Dalam Al-Qur’an banyak terdapat potret keluarga sepanjang zaman. Ada potret keluarga saleh & ada juga potret keluarga celaka. Potret-potret keluarga tersebut meskipun terjadi pada masa dan lingkungan yang berbeda dengan masa saat ini, akan tetapi ia tetap mengandung banyak hikmah & pelajaran berharga yang senantiasa kekal sepanjang zaman. Dalam tulisan sederhana ini, kita akan mengetengahkan beberapa potret keluarga teladan dalam Al-Qur’an untuk kemudian kita petik hikmah dan pelajaran-pelajaran berharganya.
1. Keluarga Imran
Satu-satunya surat dalam Al-Qur’an yang diberi nama dengan nama sebuah keluarga adalah surat Ali Imran (keluarga Imran). Tentunya bukan sebuah kebetulan nama keluarga ini dipilih menjadi salah satu nama surat terpanjang dalam Al-Qur’an. Di samping untuk menekankan pentingnya pembinaan keluarga, pemilihan nama ini juga mengandung banyak pelajaran yang dapat dipetik dari potret keluarga Imran.

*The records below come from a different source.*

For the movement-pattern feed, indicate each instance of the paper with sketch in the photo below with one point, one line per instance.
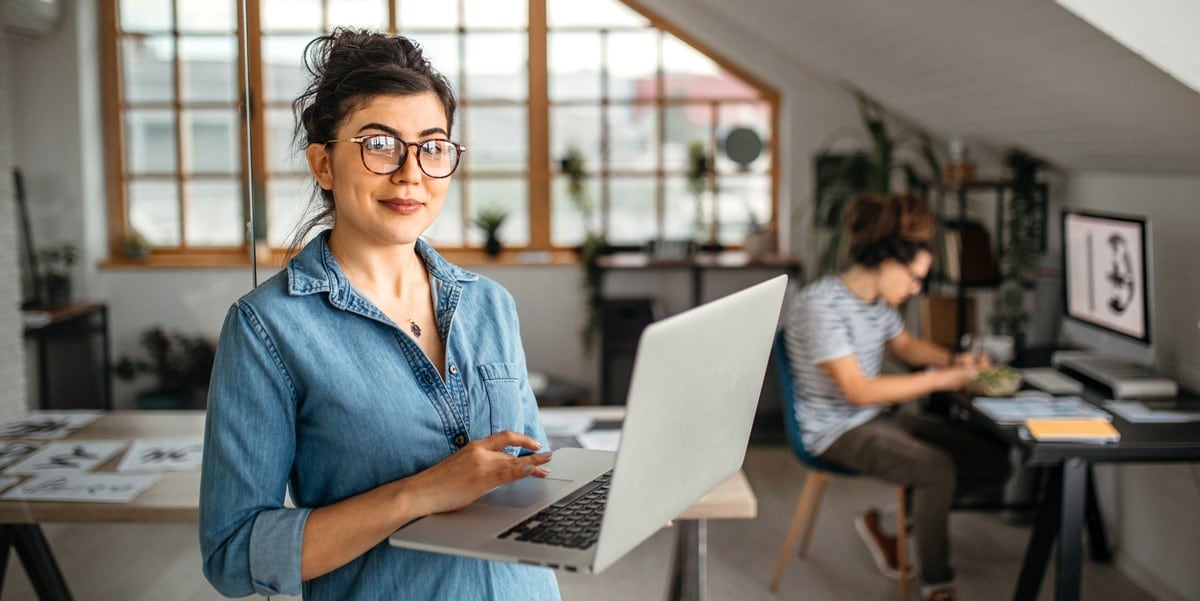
(13, 450)
(163, 455)
(72, 456)
(82, 487)
(1018, 409)
(47, 425)
(564, 424)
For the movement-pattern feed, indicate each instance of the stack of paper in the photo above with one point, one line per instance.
(1086, 430)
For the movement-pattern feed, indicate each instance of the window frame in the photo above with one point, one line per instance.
(252, 170)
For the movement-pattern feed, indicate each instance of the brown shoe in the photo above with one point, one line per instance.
(945, 593)
(882, 547)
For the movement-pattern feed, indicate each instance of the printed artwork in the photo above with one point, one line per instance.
(48, 425)
(13, 450)
(67, 456)
(82, 487)
(163, 455)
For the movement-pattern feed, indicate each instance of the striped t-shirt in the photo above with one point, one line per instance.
(827, 322)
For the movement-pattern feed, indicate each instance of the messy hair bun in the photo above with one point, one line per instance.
(888, 227)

Satu hal yang unik adalah bahwa profil Imran sendiri -yang namanya diabadikan menjadi nama surat ini- tidak pernah disinggung sama sekali. Yang banyak dibicarakan justru adalah istri Imran (imra’atu Imran) & puterinya; Maryam. Hal ini seolah mengajarkan kita bahwa keberhasilan seorang kepala rumah tangga dalam membawa anggota keluarganya menjadi individu-individu yang saleh dan salehah tidak serta merta akan menjadikan profilnya dikenal luas dan tersohor. Boleh jadi dirinya tidak dikenal orang -kecuali hanya sekedar nama- tetapi rumah tangga yang dipimpinnya telah menjadi sebuah rumah tangga yang sukses & teladan banyak orang. Hikmah ini juga mengingatkan kita pentingnya mensucikan niat dalam setiap amal perbuatan untuk semata-mata mengharap ridha Allah swt., bukan ingin dikenal sebagai seorang kepala tangga yang sukses, ingin dipuji & sebagainya.

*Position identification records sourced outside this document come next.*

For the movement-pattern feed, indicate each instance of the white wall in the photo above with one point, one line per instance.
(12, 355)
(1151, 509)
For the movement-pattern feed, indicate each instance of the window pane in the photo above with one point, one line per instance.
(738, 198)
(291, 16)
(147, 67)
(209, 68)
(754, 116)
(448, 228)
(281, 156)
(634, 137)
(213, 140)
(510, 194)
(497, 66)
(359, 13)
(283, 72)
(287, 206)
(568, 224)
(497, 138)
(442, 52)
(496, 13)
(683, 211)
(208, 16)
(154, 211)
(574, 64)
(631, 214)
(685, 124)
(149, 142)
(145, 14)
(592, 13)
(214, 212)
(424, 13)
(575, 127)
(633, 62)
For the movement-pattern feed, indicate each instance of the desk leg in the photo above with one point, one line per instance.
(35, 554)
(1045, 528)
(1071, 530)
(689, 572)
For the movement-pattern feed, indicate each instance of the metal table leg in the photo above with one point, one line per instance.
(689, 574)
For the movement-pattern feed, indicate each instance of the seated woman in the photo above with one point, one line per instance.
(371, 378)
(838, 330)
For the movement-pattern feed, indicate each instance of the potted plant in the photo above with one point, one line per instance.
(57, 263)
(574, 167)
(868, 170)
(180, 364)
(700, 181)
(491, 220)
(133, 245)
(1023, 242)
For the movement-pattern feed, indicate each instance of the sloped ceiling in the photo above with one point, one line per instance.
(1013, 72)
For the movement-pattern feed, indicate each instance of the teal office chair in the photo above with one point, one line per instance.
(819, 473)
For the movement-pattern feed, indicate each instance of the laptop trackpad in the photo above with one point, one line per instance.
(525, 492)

Niat sangat menentukan kualitas & kontinuitas amal yang dilakukan. Orang yang niatnya dalam beramal hanya untuk memperoleh sesuatu -baik berupa pujian, penghargaan, materi dsb- maka amalnya akan berhenti setelah ia merasa telah memperoleh apa yang ia angankan. Berbeda dengan orang yang beramal karena mengharap ridha Allah. Ia akan senantiasa beramal tanpa kenal lelah atau putus asa karena ia tidak tahu apakah ridha Allah yang ia harapkan itu sudah ia gapai atau belum.

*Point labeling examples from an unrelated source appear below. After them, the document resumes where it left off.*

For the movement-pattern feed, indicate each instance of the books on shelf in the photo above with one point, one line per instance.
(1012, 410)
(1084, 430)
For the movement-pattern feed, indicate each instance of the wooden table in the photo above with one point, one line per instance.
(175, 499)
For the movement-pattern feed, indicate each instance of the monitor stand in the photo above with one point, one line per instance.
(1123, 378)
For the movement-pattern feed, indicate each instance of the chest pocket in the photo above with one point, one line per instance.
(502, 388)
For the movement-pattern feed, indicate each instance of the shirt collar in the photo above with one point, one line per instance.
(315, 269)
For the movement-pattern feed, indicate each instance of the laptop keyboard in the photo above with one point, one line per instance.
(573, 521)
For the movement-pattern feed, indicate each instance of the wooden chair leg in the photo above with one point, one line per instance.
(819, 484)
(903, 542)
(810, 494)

Dikisahkan bahwa Imran dan istrinya sudah berusia lanjut. Akan tetapi keduanya belum juga dikaruniai seorang anak. Maka istri Imran bernazar, seandainya ia dikaruniai Allah seorang anak ia akan serahkan anaknya itu untuk menjadi pelayan rumah Allah (Baitul Maqdis). Nazar itu ia ikrarkan karena ia sangat berharap agar anak yang akan dikaruniakan Allah itu adalah laki-laki sehingga bisa menjadi khadim (pelayan) yang baik di Baitul Maqdis. Ternyata anak yang dilahirkannya adalah perempuan. Istri Imran tidak dapat berbuat apa-apa. Allah swt. telah menakdirkan anaknya adalah perempuan & ia tetap wajib melaksanakan nazarnya. Ia tidak mengetahui bahwa anak perempuan yang dilahirkannya itu bukanlah anak biasa. Karena ia yang kelak akan menjadi ibu dari seorang nabi dan rasul pilihan Allah. Setelah itu, anak perempuan -yang kemudian diberi nama Maryam- tersebut diasuh & dididik oleh Zakaria yang juga seorang Nabi dan Rasul, serta masih terhitung kerabat dekat Imran. Kisah ini dapat dilihat pada surat Ali Imran ayat 35-37.
2. Keluarga Nabi Ibrahim as.
Barangkali dari sekian potret keluarga yang disinggung dalam Al-Qur’an, keluarga Nabi Ibrahimlah yang banyak mendapat sorotan. Bahkan dimulai sejak Ibrahim masih muda ketika ia dengan gagah berani menghancurkan berhala-berhala kaum musyrikin sampai ia dikaruniai anak di masa-masa senjanya. Keluarga Nabi Ibrahim as. termasuk keluarga pilihan di seluruh alam semesta. Sebagaimana disebutkan dalam surat Ali Imran ayat 33: “Sesungguhnya Allah telah memilih Adam, Nuh, keluarga Ibrahim & keluarga Imran di seluruh alam semesta.” Akan tetapi, kita hanya akan mengambil beberapa episode saja dari rangkaian sejarah keluarga Nabi Ibrahim di dalam Al-Qur’an.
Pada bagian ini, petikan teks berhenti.